One of the things I’ve had on my mind at The Clymb is better runtime monitoring for our website and servers. We have NewRelic but I always want more. With this in mind, I decided to try out statsd to collect and aggregate metrics for visualization. By using statsd, you get two benefits: 1) metric aggregation so you don’t have to pay for N machines reporting metrics to a pay service and 2) control over where your metrics go so you can route them to Graphite, Librato Metrics or any other standard metrics service.

First you’ll need to install a Ruby client. The Ruby client has a nice simple API for collecting various types of metrics: counters, gauges, timings, etc.

gem install statsd-ruby

Next you’ll create an initializer to instantiate the client. Note I use a namespace to differentiate between a Rails process and a Sidekiq process.

METRICS = Statsd.new('stats-collector.acmecorp.com', 8125)
METRICS.namespace = (Sidekiq.server? ? 'sidekiq' : 'web')

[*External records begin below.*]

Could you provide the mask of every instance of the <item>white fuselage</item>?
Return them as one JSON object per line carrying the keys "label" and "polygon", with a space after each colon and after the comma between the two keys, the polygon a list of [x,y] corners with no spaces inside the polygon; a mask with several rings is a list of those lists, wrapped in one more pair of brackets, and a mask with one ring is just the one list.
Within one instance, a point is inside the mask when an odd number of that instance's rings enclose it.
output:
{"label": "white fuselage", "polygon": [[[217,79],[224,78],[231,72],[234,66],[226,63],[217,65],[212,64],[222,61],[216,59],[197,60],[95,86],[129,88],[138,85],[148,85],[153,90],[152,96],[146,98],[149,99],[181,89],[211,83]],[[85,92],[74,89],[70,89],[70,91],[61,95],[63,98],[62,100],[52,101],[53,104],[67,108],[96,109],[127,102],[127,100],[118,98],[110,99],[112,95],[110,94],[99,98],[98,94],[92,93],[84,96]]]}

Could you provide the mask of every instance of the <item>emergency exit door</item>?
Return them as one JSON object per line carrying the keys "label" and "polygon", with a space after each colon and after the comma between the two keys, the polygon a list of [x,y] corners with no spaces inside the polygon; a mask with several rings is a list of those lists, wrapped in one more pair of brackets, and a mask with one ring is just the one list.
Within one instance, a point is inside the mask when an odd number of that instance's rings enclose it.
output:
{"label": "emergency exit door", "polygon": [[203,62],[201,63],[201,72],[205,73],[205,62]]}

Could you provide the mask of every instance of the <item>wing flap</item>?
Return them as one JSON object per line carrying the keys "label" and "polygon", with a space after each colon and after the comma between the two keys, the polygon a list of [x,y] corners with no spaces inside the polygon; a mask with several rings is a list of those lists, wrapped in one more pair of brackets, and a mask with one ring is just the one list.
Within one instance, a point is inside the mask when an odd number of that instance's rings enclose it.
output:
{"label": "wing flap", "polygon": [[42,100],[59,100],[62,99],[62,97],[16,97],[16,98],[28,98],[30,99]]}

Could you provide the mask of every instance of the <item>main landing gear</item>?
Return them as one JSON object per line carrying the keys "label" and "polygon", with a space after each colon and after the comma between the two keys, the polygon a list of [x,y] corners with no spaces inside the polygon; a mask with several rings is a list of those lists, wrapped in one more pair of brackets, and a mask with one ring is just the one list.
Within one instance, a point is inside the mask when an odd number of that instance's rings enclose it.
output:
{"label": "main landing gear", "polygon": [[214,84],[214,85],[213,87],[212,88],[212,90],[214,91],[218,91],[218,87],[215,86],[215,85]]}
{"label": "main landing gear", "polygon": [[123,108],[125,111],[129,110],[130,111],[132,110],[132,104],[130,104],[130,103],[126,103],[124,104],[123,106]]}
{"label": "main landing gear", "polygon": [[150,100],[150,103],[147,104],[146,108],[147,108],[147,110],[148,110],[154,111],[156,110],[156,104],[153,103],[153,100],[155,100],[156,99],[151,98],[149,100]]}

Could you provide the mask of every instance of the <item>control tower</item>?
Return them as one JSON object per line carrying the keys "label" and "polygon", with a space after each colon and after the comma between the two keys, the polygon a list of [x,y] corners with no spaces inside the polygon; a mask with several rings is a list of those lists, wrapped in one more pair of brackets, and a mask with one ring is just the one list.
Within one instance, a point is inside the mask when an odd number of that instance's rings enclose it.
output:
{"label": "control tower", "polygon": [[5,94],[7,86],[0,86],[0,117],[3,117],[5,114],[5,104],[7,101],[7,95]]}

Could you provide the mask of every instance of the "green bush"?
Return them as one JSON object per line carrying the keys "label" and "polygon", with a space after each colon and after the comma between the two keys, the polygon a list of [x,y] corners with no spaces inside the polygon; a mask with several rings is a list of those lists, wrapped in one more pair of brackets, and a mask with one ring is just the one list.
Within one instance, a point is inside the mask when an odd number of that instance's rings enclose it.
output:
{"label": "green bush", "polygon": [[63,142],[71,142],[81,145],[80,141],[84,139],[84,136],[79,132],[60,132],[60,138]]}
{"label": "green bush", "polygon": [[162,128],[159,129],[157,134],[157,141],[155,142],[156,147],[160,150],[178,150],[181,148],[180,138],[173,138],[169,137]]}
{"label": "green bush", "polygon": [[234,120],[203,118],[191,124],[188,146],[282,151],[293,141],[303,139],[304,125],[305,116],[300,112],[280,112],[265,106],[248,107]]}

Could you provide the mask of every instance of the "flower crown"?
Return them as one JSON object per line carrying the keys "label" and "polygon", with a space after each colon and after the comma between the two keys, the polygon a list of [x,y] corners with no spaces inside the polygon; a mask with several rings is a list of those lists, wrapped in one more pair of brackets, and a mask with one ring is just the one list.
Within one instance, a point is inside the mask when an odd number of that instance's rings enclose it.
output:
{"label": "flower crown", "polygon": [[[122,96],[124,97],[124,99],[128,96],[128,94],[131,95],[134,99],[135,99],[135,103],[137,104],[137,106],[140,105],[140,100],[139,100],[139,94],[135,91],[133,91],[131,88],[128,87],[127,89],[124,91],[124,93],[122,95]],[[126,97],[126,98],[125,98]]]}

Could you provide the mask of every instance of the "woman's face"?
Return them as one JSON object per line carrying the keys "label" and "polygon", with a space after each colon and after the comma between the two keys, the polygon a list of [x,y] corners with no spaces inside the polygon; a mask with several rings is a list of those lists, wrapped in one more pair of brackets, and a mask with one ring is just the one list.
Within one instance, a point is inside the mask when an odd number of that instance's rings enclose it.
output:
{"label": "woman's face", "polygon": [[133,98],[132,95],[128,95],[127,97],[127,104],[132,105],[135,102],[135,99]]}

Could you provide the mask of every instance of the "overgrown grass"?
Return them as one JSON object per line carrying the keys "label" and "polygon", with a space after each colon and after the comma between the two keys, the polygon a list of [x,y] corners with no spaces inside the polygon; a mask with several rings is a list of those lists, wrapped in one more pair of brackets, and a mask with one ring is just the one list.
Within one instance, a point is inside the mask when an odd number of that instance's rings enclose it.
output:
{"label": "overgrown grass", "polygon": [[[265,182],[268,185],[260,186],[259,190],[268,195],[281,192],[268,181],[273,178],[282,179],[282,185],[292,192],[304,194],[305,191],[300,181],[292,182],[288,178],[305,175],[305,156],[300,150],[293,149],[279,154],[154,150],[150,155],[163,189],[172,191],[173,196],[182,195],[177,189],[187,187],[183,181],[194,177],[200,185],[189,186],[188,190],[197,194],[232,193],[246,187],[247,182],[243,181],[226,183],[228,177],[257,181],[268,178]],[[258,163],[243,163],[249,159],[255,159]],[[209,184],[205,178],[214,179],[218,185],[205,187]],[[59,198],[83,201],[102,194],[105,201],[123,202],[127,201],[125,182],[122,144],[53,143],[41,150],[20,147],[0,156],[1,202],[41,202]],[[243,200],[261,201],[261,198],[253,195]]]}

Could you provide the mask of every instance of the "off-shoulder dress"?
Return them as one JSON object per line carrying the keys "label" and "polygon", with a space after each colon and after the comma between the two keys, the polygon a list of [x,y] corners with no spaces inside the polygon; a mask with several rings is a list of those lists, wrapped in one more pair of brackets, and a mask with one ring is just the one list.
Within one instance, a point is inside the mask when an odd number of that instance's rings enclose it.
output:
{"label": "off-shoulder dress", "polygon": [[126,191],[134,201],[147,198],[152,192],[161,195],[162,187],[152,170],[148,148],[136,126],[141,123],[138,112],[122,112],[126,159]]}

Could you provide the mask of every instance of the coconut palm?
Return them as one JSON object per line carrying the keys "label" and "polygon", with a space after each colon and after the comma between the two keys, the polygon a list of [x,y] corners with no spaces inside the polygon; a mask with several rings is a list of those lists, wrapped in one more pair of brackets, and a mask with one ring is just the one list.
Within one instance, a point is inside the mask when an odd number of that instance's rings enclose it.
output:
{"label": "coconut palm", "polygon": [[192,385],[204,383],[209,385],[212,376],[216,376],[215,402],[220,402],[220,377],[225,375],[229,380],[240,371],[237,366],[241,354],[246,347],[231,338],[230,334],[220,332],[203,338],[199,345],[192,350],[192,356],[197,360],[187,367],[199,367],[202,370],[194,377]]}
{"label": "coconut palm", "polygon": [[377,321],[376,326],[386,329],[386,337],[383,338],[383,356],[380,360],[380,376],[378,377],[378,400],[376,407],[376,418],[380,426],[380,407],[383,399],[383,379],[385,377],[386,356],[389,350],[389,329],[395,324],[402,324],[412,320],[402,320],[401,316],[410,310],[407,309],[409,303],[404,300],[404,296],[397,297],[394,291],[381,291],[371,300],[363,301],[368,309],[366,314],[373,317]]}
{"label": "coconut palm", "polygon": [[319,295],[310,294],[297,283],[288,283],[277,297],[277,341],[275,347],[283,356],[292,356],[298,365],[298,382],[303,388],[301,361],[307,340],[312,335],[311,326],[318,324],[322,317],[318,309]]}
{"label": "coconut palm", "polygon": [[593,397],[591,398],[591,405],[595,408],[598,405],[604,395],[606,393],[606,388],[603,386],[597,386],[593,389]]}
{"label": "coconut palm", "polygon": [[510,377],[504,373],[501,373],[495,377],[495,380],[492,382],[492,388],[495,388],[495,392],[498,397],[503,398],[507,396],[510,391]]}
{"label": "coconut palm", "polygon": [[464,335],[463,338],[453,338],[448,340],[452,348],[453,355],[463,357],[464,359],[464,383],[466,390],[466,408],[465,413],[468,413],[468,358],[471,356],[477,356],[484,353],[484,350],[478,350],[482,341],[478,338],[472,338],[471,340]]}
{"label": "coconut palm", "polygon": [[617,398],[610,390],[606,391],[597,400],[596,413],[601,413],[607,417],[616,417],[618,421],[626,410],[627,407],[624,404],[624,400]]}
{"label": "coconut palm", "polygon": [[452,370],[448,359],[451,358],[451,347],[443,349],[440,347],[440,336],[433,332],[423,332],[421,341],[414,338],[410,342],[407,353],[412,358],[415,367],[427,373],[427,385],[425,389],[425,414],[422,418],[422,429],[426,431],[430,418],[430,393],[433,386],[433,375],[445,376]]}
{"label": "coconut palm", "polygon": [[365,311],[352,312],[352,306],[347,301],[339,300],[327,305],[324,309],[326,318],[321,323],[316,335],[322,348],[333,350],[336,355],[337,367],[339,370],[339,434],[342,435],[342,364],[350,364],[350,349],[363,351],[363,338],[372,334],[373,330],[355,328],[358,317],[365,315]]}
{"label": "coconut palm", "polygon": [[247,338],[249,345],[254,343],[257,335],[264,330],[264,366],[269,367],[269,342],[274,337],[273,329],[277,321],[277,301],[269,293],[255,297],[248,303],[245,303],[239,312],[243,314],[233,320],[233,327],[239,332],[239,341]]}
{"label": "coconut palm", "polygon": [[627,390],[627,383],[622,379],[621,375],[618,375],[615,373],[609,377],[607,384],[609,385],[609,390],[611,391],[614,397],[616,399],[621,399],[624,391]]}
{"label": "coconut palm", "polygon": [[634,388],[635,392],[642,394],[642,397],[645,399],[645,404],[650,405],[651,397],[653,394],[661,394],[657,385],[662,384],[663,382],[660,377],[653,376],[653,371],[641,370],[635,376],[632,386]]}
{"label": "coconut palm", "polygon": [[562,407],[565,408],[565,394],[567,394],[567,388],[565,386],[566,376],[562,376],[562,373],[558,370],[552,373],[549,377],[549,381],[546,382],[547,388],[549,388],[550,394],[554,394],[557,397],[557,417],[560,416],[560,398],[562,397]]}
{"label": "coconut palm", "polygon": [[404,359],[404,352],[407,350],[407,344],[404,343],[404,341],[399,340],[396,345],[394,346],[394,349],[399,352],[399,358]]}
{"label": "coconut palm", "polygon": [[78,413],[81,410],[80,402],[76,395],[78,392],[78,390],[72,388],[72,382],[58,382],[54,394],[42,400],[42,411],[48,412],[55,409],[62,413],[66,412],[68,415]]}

Now you’ll need to sprinkle metrics reporting throughout the important parts of your application. I hooked up some basic metrics for Rack, Redis and ActiveRecord:

# Rack stats, courtesy of technoweenie
Rails.application.middleware.insert_before ActionDispatch::Static, RackStatsD::ProcessUtilization, :stats => METRICS

SELECT_DELETE = / FROM `(w+)`/
INSERT = /^INSERT INTO `(w+)`/
UPDATE = /^UPDATE `(w+)`/

ActiveSupport::Notifications.subscribe "sql.active_record" do |name, start, finish, id, payload|
  case payload[:sql]
  when /^SELECT/
    payload[:sql] =~ SELECT_DELETE
    METRICS.increment('sql.select')
    METRICS.timing("sql.#{$1}.select.query_time", (finish - start) * 1000, 1)
  when /^DELETE/
    payload[:sql] =~ SELECT_DELETE
    METRICS.increment('sql.delete')
    METRICS.timing("sql.#{$1}.delete.query_time", (finish - start) * 1000, 1)
  when /^INSERT/
    payload[:sql] =~ INSERT
    METRICS.increment('sql.insert')
    METRICS.timing("sql.#{$1}.insert.query_time", (finish - start) * 1000, 1)
  when /^UPDATE/
    payload[:sql] =~ UPDATE
    METRICS.increment('sql.update')
    METRICS.timing("sql.#{$1}.update.query_time", (finish - start) * 1000, 1)
  end
end

class Redis::Client
  # HACK: This overrides the normal Redis gem debug logging.
  def logging(commands, &block)
    METRICS.time("redis.#{commands.first.first}.time", &block)
  end
end

Now that we have some basic runtime stats, we still have two never-ending tasks:

1) more metrics! Once you have a good solution in place, it becomes easy to add more metrics for new functionality or infrastructure – something which no pre-packaged system can provide. You’ll want to better tune what metrics you have and add more if you still need more data.
2) alerts and visualization! Metrics are pointless if you aren’t using them to monitor for problems and/or determine a course of action. Ideally a graph can show at a glance if there is a problem.